How have Jewish organizations documented changes in conservative influencer rhetoric about Israel in 2025?
Executive summary
Jewish organizations and think tanks—most prominently the Jerusalem-based Jewish People Policy Institute (JPPI)—have documented a marked shift in some high-profile conservative influencers’ rhetoric about Israel in 2025, arguing that criticism has crossed into language the groups characterize as antisemitic [1] [2]. Those findings prompted both alarm and organized responses from pro-Israel advocacy groups, even as other Jewish actors pursued outreach to change minds through trips and engagement [1] [3].
1. Who documented the change and what did they say
The clearest public accounting came from JPPI’s study, which concluded that top conservative figures such as Tucker Carlson and Candace Owens “significantly ramped-up” anti‑Israel rhetoric in 2025, including comparisons of Israel to Hamas, use of the word “genocide,” allegations Israel deliberately killed children, and conspiratorial claims about Israeli influence in U.S. affairs—forms the institute said resemble classic antisemitic tropes [1] [2]. Jewish news outlets summarized and amplified JPPI’s findings, framing the data as a warning about how parts of the American right are retooling language once associated with the far left [2] [4].
2. How the documentation was gathered and presented
JPPI published quantified research and public statements that paired content analysis of influencers’ output with a “Voice of the People” survey of Jews who register with the institute; press summaries emphasize the linguistic patterns JPPI flagged across multiple videos and shows [2] [1]. Independent Jewish media and national outlets reported JPPI’s data and quoted its director-general describing the trend as a “flashing warning light” for Israel and its leadership [1] [4].
3. Examples and corroborating reporting
News organizations cited concrete incidents that fit JPPI’s pattern—Carlson hosting extremist guests and deploying new critiques of evangelical Christian support for Israel, and Owens using terms like “demonic” and alleging undue Israeli influence—coverage that framed the rhetoric as both ideologically novel on the right and consistent with antisemitic themes [5] [6]. Jewish outlets also linked the trend to a broader ecosystem in which social-media amplification, podcast platforms, and high‑visibility appearances normalize the language JPPI documented [7] [8].

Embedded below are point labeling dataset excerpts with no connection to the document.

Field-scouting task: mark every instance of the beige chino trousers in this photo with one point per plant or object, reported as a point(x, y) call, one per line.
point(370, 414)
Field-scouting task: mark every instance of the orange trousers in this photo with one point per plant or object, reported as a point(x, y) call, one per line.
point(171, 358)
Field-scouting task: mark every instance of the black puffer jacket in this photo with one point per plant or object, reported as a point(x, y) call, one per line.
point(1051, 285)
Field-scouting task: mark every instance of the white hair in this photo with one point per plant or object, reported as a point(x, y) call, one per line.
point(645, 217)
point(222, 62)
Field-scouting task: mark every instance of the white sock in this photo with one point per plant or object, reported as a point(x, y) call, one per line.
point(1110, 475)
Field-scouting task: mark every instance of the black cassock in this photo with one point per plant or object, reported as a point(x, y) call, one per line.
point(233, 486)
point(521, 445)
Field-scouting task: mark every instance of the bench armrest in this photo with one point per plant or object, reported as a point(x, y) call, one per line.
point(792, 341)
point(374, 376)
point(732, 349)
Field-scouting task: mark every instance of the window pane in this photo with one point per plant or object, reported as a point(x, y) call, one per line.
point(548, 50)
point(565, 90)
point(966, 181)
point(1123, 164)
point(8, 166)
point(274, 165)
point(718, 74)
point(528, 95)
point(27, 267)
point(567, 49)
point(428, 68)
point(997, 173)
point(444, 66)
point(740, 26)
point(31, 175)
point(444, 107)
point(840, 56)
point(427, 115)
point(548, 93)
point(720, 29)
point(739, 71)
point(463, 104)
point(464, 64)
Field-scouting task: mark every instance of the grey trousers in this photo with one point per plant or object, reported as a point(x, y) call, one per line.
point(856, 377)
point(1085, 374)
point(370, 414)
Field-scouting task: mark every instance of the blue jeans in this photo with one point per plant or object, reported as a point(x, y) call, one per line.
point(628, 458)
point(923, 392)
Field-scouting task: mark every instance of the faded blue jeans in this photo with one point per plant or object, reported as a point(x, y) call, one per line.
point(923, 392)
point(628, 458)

4. Jewish organizations’ responses and counter-efforts
Beyond documenting the shift, Jewish organizations moved to respond: mainstream groups issued warnings and criticisms of platforms or festivals that amplified anti‑Zionist influencers [9], while other Jewish advocacy actors organized outreach to conservative influencers—sending MAGA-associated creators to Israel in hopes of changing their views in person, an effort Israel365 Action reported produced some attitude changes among attendees [3]. Separately, reporting exposed coordinated influencer campaigns and suggested governments and advocacy networks were investing in information campaigns to shore up pro‑Israel narratives [10].
5. Political stakes and contested interpretations
Jewish analysts warned that conservative influencer shifts could bleed into policymaking and U.S. support for Israel, citing surveys showing younger Republican voters growing more critical and the risk to future congressional backing [6]. At the same time, some commentators and pro‑Israel voices argue social‑media trends overstate broader Republican sentiment—pointing to public-opinion data that still finds large numbers of conservatives supportive of Israel—and to outreach successes that complicate a singular narrative of irreversible right‑wing drift [8] [3].
6. Limits of the documentation and open questions
The picture relies heavily on JPPI’s content analysis and on contemporaneous journalistic synthesis; public reporting documents vivid examples and institutional concern but does not yet settle questions about scale, durability, or how much influencer rhetoric is influencing elected officials versus performative audience-building [1] [2]. Reporting also shows countervailing efforts—both Israeli outreach to influencers and continued mainstream pro‑Israel majorities within older conservative cohorts—underscoring that the trend JPPI flags coexists with concerted pushback and unresolved causal links [3] [6].